The show continued for about an hour, style after style, campy move after sultry strut, until all the samples had been paraded. In spite of myself, I was smiling again, and I’d even selected one of the wigs as a possible fit for me. Thus, two women, with whom I had fought furiously when we were teens, had performed the most loving of gestures this night. They had given me a hand up out of the cancer world, showing me that hair was easily replaced. I could wake up the next day ready to scoff again, to laugh at the face of the cancer and to get back into the fight.

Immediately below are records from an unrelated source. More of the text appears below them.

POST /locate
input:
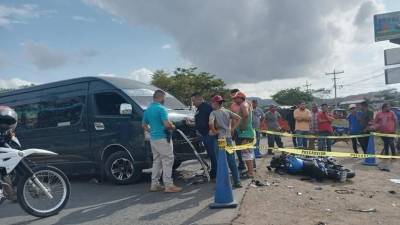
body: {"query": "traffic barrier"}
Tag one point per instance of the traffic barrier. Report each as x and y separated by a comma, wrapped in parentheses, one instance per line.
(223, 197)
(370, 161)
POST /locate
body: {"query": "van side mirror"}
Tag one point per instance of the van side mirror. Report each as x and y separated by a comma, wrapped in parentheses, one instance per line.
(125, 109)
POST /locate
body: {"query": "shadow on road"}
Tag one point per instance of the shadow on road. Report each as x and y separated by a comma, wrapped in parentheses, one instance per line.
(93, 202)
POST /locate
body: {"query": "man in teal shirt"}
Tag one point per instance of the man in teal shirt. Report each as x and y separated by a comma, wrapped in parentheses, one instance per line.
(155, 121)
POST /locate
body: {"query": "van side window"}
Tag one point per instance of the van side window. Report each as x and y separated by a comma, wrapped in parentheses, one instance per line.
(53, 113)
(108, 103)
(61, 112)
(28, 115)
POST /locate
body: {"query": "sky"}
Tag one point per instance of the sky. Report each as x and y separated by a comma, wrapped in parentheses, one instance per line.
(258, 46)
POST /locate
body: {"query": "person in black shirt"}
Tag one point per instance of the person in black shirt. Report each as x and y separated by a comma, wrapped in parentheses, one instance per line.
(201, 122)
(292, 123)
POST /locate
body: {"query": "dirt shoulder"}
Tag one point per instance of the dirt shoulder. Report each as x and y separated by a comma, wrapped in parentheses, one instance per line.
(289, 200)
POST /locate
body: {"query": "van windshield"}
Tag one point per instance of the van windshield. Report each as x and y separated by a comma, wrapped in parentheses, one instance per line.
(143, 97)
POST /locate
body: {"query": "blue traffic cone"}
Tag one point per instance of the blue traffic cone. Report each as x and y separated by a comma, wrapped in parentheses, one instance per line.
(370, 150)
(223, 197)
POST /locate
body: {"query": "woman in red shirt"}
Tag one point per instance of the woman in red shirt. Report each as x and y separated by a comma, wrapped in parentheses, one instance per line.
(386, 122)
(324, 119)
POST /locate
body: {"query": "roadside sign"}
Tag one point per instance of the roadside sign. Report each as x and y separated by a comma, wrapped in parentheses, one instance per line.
(387, 26)
(392, 75)
(392, 56)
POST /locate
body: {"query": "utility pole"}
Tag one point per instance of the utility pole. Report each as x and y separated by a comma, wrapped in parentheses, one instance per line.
(334, 73)
(307, 85)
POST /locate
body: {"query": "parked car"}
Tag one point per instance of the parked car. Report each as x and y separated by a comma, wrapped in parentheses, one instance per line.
(95, 125)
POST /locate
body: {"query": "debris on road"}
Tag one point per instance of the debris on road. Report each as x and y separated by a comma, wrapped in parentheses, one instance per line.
(396, 181)
(363, 210)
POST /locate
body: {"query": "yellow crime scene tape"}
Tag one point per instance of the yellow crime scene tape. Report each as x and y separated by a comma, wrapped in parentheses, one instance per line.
(222, 144)
(333, 154)
(313, 136)
(285, 134)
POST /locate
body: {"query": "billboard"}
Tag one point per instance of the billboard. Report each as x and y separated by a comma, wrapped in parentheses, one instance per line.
(392, 75)
(387, 26)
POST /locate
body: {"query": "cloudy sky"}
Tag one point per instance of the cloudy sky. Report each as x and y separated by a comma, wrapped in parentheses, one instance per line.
(259, 46)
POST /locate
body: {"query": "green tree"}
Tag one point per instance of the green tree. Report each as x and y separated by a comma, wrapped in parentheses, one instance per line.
(185, 81)
(291, 96)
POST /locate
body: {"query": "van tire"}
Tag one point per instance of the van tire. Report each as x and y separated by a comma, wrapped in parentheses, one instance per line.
(177, 164)
(120, 169)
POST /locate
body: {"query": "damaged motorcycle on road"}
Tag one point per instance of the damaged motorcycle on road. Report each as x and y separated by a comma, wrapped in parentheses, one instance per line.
(318, 168)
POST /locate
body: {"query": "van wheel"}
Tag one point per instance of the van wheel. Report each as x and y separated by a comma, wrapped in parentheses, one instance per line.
(176, 165)
(120, 169)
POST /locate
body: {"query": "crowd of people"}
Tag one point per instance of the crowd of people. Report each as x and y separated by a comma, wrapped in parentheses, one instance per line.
(241, 124)
(361, 119)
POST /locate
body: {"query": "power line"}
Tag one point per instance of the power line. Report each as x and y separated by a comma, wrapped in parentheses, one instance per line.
(335, 86)
(363, 80)
(307, 85)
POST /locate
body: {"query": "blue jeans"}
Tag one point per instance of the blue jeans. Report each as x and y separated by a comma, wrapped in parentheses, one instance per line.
(211, 145)
(302, 142)
(257, 149)
(232, 163)
(324, 144)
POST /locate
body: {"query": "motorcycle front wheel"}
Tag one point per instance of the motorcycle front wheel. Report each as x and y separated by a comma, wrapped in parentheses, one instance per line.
(34, 200)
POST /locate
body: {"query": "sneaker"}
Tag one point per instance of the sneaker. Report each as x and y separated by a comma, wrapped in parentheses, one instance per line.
(156, 188)
(237, 185)
(172, 189)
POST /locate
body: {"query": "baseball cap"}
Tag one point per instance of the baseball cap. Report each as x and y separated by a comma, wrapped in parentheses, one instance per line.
(239, 94)
(217, 98)
(352, 106)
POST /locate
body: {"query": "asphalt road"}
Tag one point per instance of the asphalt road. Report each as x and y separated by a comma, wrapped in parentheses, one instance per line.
(92, 203)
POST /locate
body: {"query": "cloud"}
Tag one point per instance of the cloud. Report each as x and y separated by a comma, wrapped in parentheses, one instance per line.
(13, 83)
(253, 40)
(3, 61)
(84, 19)
(19, 14)
(43, 57)
(143, 75)
(166, 46)
(106, 75)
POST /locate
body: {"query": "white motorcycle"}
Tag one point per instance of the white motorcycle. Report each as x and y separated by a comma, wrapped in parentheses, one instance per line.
(42, 191)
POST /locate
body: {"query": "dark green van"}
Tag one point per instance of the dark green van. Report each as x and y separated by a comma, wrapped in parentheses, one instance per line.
(94, 124)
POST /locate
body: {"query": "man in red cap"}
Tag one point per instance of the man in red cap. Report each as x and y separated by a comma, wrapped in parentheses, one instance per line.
(222, 122)
(236, 109)
(245, 130)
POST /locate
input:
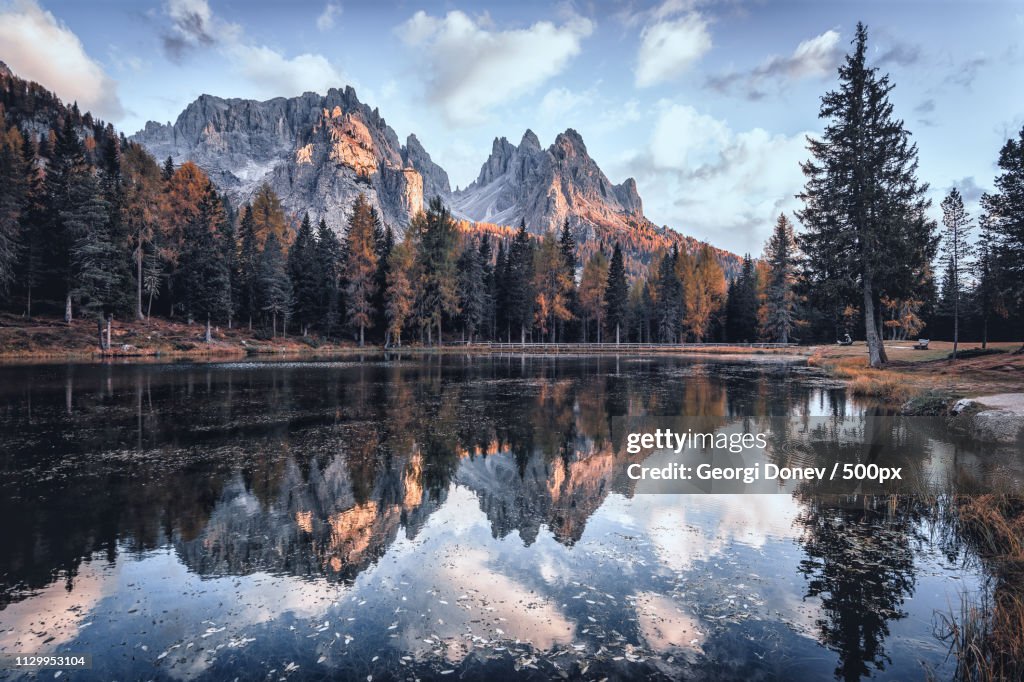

A day or two later I asked Jason, a certified nurse assistant at the hospital, about shaving my head. Jason kept his own head shaved, as so many young guys do these days, and he told me it was easy to do. He offered right away to help me if I got the okay from my doctor—you have to be careful because of the possibility of nicks and cuts and infections. Permission was secured, and later that day Jason gently helped me shave my head. There was no embarrassment, only relief that the war refugee look was gone. We decided I had a beautifully shaped head and could pass for a science fiction movie star.

I spent two weeks in the hospital that trip, arriving home the day before Mother’s Day. What a wonderful feeling to be looking out of my own windows again. My kids and their spouses arrived on Sunday to cook dinner for me as a Mother’s Day gift, bringing my three grandkids as a party bonus. The two little ones, each only 4 months old, experienced baldness as a natural state of affairs, but Keller, at 2½, doesn’t miss a thing. I wondered how to explain things to him and finally decided to tell him straight out.

When Keller arrived I was sitting in my big easy chair, wearing a baseball cap.

“Hi Keller!”

“Hi Granny Sharen Annie!”

“Did you know I got a haircut?”

He nodded, wide-eyed.

“Did you know I have no hair?”

Another nod, skeptical but curious, eyeing my cap.

“Would you like to see it?”

Nod.

I lifted off the cap, bald as could be. He looked at me thoughtfully.

“Would you like to feel it?”

Nod.

He reached out, gave my head a tentative pat, then pulled his hand back to his chest and announced matter-of-factly, with a shy smile, “You have no hair.”

“Nope, I have no hair.”

“Hmm.”

One more thoughtful look, then he went past my chair to play with his cars.

He stopped by my chair a few more times that evening, reminded me, “You have no hair,” and went on about his play. By the end of the evening, it was clear that this was a new normal for him but not a big deal.

That’s how I eventually came to terms with this cancer. I just dealt with the new normal, handling the details one by one. I told my family, I re-did my will, I had surgery, I had chemo, I lost my hair. And on June 16 of that momentous year, my fiancé, Doug, and I were married in a small ceremony at home. The bride wore something old, something new, something borrowed, something blue, and a wig. The next week she went back to chemotherapy. She and the groom intend to live happily ever after.

Sharen Walsh-Webster is a project manager and engineer for the Municipality of Anchorage. She and her husband, Douglas, divide their time between their homes in Anchorage and Girdwood, Alaska. After her cancer treatments were completed last fall, the couple competed in the downhill skiing town league race series. Both earned silver medals in their respective classes.